One of the top lots at Christie’s Impressionist and Modern Sale this Wednesday evening will be Fernand Léger’s Les constructeurs avec arbre (1949–50), a penis-heavy oil on canvas work that clocks in at 42 5/8 x 54 3/8 inches. It carries a guarantee and its estimate is high, $16 million to $22 million.
File this under “something interesting to keep in mind”: another oil on canvas work, nearly identical to this one in year color and content, sold in 2001 at Phillips (then Phillips de Pury & Luxembourg) for just $5.7 million. And that work, Les quatre constructeurs sur fond jaune, from the collection of Nathan and Marion Smooke, was about two-thirds bigger than this one (67 1/2 x 75 1/2 inches). (The Christie’s work has in the past been owned by Steven A. Wynn, who hung it in one of his casinos; Gagosian Gallery; and the Sara Lee Corporation.)

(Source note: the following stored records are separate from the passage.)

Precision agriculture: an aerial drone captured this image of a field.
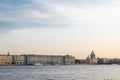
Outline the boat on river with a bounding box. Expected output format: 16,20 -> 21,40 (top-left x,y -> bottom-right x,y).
34,63 -> 43,66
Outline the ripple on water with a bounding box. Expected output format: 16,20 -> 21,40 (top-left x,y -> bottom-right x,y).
0,65 -> 120,80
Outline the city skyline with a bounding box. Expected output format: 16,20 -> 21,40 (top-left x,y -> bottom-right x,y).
1,0 -> 120,59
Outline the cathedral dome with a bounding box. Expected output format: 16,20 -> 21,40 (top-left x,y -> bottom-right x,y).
90,50 -> 96,59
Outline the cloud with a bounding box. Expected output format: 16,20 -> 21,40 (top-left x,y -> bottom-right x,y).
1,0 -> 120,57
0,0 -> 120,33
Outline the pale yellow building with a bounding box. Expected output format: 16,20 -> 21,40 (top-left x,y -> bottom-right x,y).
0,53 -> 75,65
0,55 -> 13,65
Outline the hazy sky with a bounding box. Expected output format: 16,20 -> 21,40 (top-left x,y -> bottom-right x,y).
1,0 -> 120,59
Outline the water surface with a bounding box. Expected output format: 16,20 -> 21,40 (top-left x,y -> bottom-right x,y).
0,65 -> 120,80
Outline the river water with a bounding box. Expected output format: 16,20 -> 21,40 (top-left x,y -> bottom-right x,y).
0,65 -> 120,80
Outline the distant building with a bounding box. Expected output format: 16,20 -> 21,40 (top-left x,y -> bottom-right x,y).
98,58 -> 110,64
90,50 -> 96,59
112,58 -> 120,64
0,52 -> 13,65
75,59 -> 86,64
85,50 -> 98,64
85,54 -> 90,64
24,54 -> 75,65
13,55 -> 26,65
64,55 -> 75,65
97,57 -> 120,64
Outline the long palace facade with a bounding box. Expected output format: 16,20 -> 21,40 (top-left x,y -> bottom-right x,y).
0,52 -> 75,66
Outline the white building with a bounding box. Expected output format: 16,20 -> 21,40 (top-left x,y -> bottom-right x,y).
25,54 -> 75,65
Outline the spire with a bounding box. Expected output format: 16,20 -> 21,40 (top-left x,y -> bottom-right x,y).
91,50 -> 95,55
86,54 -> 90,60
92,50 -> 94,53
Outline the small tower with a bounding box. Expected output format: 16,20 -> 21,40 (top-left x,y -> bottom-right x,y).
86,54 -> 90,60
7,51 -> 10,56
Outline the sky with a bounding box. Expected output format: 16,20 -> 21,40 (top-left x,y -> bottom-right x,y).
1,0 -> 120,59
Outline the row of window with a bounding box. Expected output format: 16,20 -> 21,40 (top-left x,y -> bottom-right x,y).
0,62 -> 12,64
0,62 -> 24,64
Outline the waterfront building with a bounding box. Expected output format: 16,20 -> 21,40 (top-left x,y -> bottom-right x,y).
103,58 -> 110,64
13,55 -> 26,65
64,55 -> 75,65
0,52 -> 13,65
98,58 -> 120,64
25,55 -> 36,65
85,55 -> 90,64
57,56 -> 65,65
0,52 -> 75,65
112,58 -> 120,64
85,50 -> 98,64
90,50 -> 96,59
25,54 -> 75,65
98,58 -> 111,64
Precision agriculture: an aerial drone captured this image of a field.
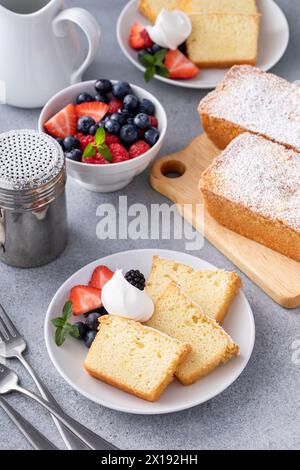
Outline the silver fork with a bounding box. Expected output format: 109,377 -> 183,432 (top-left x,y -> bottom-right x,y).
0,303 -> 116,450
0,396 -> 58,450
0,364 -> 118,450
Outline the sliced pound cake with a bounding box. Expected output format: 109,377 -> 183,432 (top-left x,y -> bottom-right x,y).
181,0 -> 257,14
186,13 -> 260,68
146,256 -> 241,323
139,0 -> 181,23
84,315 -> 191,402
146,282 -> 239,385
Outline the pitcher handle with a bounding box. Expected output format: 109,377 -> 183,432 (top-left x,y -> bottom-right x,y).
53,7 -> 101,84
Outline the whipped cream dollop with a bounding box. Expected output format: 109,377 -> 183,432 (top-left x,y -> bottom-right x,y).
146,9 -> 192,51
102,269 -> 154,323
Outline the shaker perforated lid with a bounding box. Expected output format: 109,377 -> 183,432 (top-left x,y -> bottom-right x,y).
0,129 -> 64,191
0,130 -> 66,210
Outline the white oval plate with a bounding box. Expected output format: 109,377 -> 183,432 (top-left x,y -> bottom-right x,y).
117,0 -> 289,89
45,249 -> 255,415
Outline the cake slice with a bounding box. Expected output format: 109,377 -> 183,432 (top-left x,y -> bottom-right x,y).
146,256 -> 241,323
181,0 -> 257,14
84,315 -> 191,402
199,65 -> 300,151
139,0 -> 181,23
200,133 -> 300,263
186,13 -> 260,68
146,282 -> 239,385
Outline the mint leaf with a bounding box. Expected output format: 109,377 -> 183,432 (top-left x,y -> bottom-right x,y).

What does that all mean? Well, Léger’s $39.2 million auction record, for La femme en bleu (study) (1912–13), was attained in 2008, so if you believe the wisdom that a rising auction tide lifts all boats, it’d follow that a high record like that would result in dramatically higher prices across the board. Of course, things don’t always work that way. And it is a little surprising to see a painting that is fairly identical, but smaller, quadruple a price like that in just 13 years.